When I asked her why she’d chosen this path, she explained, “No one recognizes me.”

To which I replied, “I did.”

And I had. The minute she opened the door (I kind of had to push my way in) I recognized her as the cousin I’ve loved my whole life. (Yes, my whole life—she’s older than me by a month.) And those feelings hadn’t changed, even though we both had.

Everyone changes. The whole world changes. Just look at global warming and earthquakes and volcanoes, and climate shifts, and floods. Look at how environments, and people, and economy, and style, and everything and everyone on the planet changes. IT HAPPENS! Nothing ever stays the same as it was yesterday.

But love is everlasting. So I couldn’t understand why my beautiful, vibrant cousin had chosen to put her life on hold to hide from the rest of the world.

It made me wonder. Think. Ponder. When something bad happens to us, do we roll over and die? Do we give up and stop living? Or do we adjust, pick ourselves up and live?

I think the answer should be simple. Not easy, necessarily, but simple. And also complex. We live for ourselves. First, and always ourselves. Then for those we love. And absolutely last—always—for those strangers who might see and not recognize us.

Who are you living for?

Friday, April 22, 2011

Chameleon of Change

You know how I've been claiming I write my blogs on the weekends and schedule them to post? Well. Since it is nearly 10am on Friday and I am only right now writing today's post, obviously, that didn't work out this week. My schedule has been thrown askew.

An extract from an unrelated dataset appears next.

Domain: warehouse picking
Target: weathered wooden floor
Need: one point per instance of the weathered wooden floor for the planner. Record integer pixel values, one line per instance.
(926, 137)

I'm going all out here, writing off-the-cuff. Yikes!

It's okay. I can adapt. It's one of my strengths.

So, I just finished reading the book Candor by Pam Bachorz (great story, FYI) and am now halfway through Waiting for Normal by Leslie Connor. Completely different books. One's a YA dystopian, the other a middle grade contemporary. Waiting to be read next (since it's a library book and gets priority over the other TBR books on my shelf) is Tithe by Holly Black. YA fantasy. Again, very different from the other books.

But this morning I realized all these books have a common theme. In fact, all my most favorite books share some version of this theme.

The main characters are all learning to adapt to the conflicts thrown into their lives. They may not all be Katniss Everdeen, but they're still warriors of one sort or another who take what's thrown at them and go with it, use it, adjust. They may not be happy about it, but they accept that things are changing and rearrange their way of thinking (and sometimes their schedules) and act accordingly. Over the course of the story, the characters themselves change, grow.

Change happens, whether we like it or not. How have you dealt with recent changes in your life? (Good or bad, I'm not picky.) Are you a chameleon of change? A desert gecko turned fish when you reached the ocean? An Arizona desert dweller turned Rocky Mountain snow angel?

And while you're thinking, how has dealing with change made you a better, stronger person?